---
title: "Contexts"
date: 2021-08-31T17:26:49-04:00
draft: false
weight: 20
description: >
    Contexts are the set of cloud resources used to run a workflow
---
## What is a Context?

A context is a set of cloud resources. Amazon Genomics CLI runs [workflows]( {{< relref "../workflows" >}} ) in a context. A deployed context will include an 
[engine]( {{< relref "../engines" >}}) that can interpret
and manage the running of a workflow along with compute resources that will run the individual tasks of the workflow. The
deployed context will also contain any resources needed by the engine or compute resources including any security, permissions
and [logging]( {{< relref "../logs" >}} ) capabilities. Deployed contexts are [namespaced]( {{< relref "../namespaces" >}}) based on the user, project and context name so that resources
are isolated, preventing collisions.

When a workflow is run the user will decide which context will run it. For example, you might choose to submit a workflow
to a context that uses "Spot priced" resources or one that uses "On Demand" priced resources.

When deployed context resources that require a VPC will be deployed into the VPC that was specified when the [account]( {{< relref "../accounts" >}} ) was
activated.

## How is a Context Defined?

A context is defined in the YAML file that defines the [project]( {{< relref "../projects" >}} ).
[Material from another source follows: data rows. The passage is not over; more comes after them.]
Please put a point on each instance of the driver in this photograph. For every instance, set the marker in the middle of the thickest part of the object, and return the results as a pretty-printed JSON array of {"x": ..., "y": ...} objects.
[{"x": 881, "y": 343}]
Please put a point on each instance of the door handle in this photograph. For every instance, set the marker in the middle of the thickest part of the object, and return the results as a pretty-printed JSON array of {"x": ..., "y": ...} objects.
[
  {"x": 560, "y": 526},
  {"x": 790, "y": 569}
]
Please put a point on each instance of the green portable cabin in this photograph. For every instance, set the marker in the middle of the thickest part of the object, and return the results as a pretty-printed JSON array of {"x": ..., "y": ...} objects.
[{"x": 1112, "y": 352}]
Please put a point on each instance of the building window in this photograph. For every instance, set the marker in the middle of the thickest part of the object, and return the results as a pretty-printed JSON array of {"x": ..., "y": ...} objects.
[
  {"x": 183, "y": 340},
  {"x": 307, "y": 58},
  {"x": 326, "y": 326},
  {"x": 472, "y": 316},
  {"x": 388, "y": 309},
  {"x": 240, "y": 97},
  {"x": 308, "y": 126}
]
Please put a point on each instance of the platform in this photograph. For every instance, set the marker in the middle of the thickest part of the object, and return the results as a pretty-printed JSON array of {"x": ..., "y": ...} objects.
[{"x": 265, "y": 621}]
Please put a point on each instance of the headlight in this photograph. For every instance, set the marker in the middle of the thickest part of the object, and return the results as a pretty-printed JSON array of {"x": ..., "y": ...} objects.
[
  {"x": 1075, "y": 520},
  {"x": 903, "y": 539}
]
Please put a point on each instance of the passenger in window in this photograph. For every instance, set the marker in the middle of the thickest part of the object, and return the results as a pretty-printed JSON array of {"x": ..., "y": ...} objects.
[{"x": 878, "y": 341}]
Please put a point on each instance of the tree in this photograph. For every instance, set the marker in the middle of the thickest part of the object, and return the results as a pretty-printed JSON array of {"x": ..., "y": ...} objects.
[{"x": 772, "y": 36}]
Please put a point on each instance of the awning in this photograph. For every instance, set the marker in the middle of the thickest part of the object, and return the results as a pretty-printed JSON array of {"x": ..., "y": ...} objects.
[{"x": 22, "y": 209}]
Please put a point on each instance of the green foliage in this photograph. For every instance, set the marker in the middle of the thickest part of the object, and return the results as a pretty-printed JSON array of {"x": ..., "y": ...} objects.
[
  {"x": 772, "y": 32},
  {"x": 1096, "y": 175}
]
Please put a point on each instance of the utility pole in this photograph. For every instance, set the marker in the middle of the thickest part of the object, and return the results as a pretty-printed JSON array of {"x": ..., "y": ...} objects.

A project has at least one context but may have many.
Contexts must have unique names and are defined as YAML maps.

A context may request use of [Spot priced](https://aws.amazon.com/ec2/spot/pricing/) compute resources with `requestSpotInstances: true`. The default value is `false`.

A context must define an array of one or more `engines`. Each engine definition must specify the workflow language that it 
will interpret. For each language Amazon Genomics CLI has a default engine however, users may specify the exact engine in the `engine`
parameter.

## General Architecture of a Context

The exact architecture of a context will depend on the context properties described below and defined in their `agc-project.yaml`. However, the architecture deployed on execution of `agc context deploy` is shown in the following diagram:

![Image of the general architecture of a context](ContextGeneralArchitecture.png "General Architecture of a Context")

## Context Properties

### Instance Types

You may optionally specify the instance types to be used in a context. This can be a specific type such as `r5.2xlarge`
or it can be an instance family such as `c5` or a combination. By default, a context will use instance types up to `4xlarge`

> Note, if you only specify large instance types you will be using those instances for running even the smallest tasks so
we recommend including smaller types as well.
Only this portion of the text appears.